Selective Distillation

An upper-bound analysis shows that, if one could restrict distillation updates only to tokens with positive alignment, the effective gradient budget is vastly improved even when using only ~50% of the updates. While such oracle filtering is infeasible at training time, it suggests promise in using divergence-based or outcome-sensitive heuristics.

Implications and Future Directions

Practically, these results caution against monolithic distillation pipelines. Instead, they favor adaptive, diagnostic-driven selection of teacher configurations, possibly modulated at the per-token or per-task level. The heightened utility of teacher signal on incorrect trajectories motivates algorithms that upweight distillation loss on failing rollouts. Multi-teacher or mixture-of-expert configurations may further boost alignment by combining complementary strengths.

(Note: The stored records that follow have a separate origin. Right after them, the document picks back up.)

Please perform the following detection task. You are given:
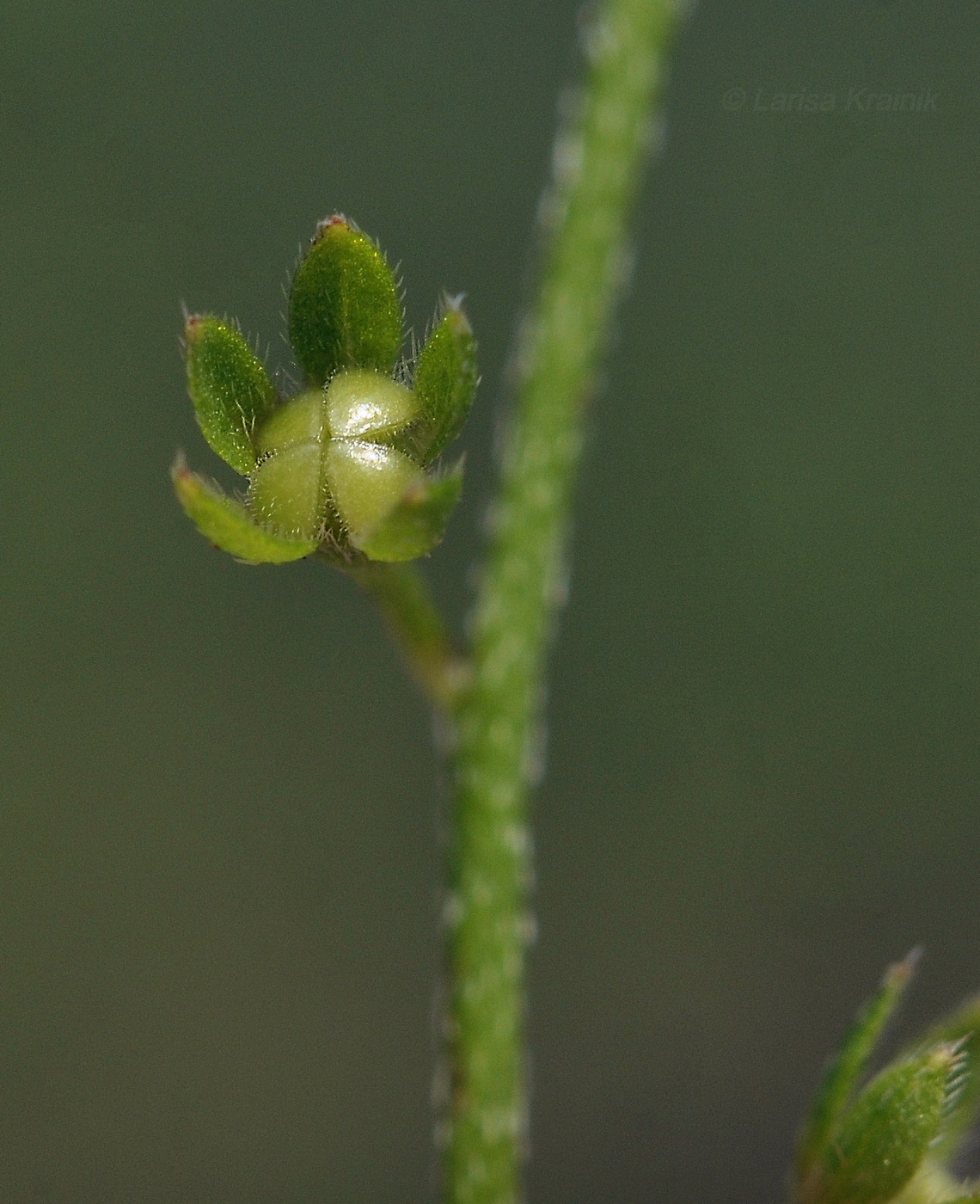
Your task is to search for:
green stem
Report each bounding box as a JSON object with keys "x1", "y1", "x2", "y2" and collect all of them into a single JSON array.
[
  {"x1": 345, "y1": 560, "x2": 469, "y2": 716},
  {"x1": 444, "y1": 0, "x2": 673, "y2": 1204}
]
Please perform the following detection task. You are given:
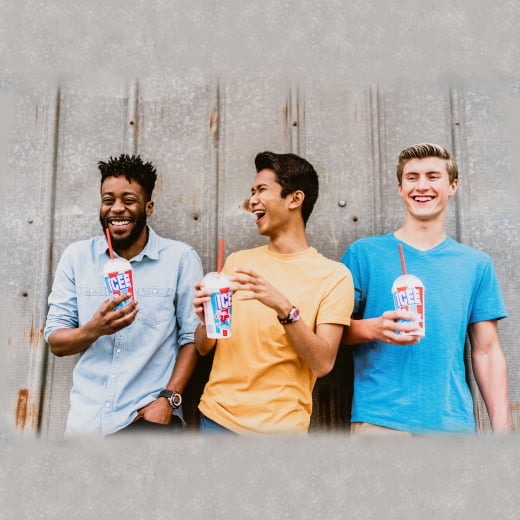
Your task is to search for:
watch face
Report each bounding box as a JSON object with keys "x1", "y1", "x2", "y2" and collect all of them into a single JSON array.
[
  {"x1": 171, "y1": 392, "x2": 182, "y2": 408},
  {"x1": 289, "y1": 307, "x2": 300, "y2": 323}
]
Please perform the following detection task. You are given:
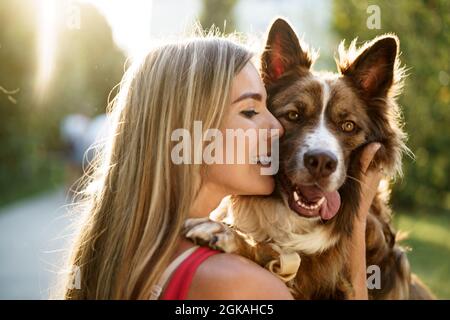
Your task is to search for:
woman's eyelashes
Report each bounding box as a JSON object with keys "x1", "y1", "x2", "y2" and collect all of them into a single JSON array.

Theoretically, all major distillation and reinforcement-style reward objectives are shown to share a common per-token gradient structure, supporting the use of alignment diagnostics for the entire family of token-level training algorithms. This unification will be fundamental as the community continues to search for efficient, scalable, and robust methods for post-training reasoning model improvement.

Conclusion

This paper establishes a rigorous, high-resolution diagnostic for evaluating on-policy distillation algorithms, providing concrete evidence that the benefit of teacher guidance is heterogeneous, primarily realized on student failures, and tightly coupled to capacity and context comprehensibility. No single teacher or context suffices across tasks and conditions. This framework should become standard for analyzing and developing future distillation approaches—motivating (i) adaptive, context-aware pipelines, (ii) real-time diagnostic-informed training strategies, and (iii) rigorous ablation for teacher selection at the per-token level.

The approach also sets a foundation for more general mechanistic interpretability studies of gradient-based learning signals in LLM training regimes.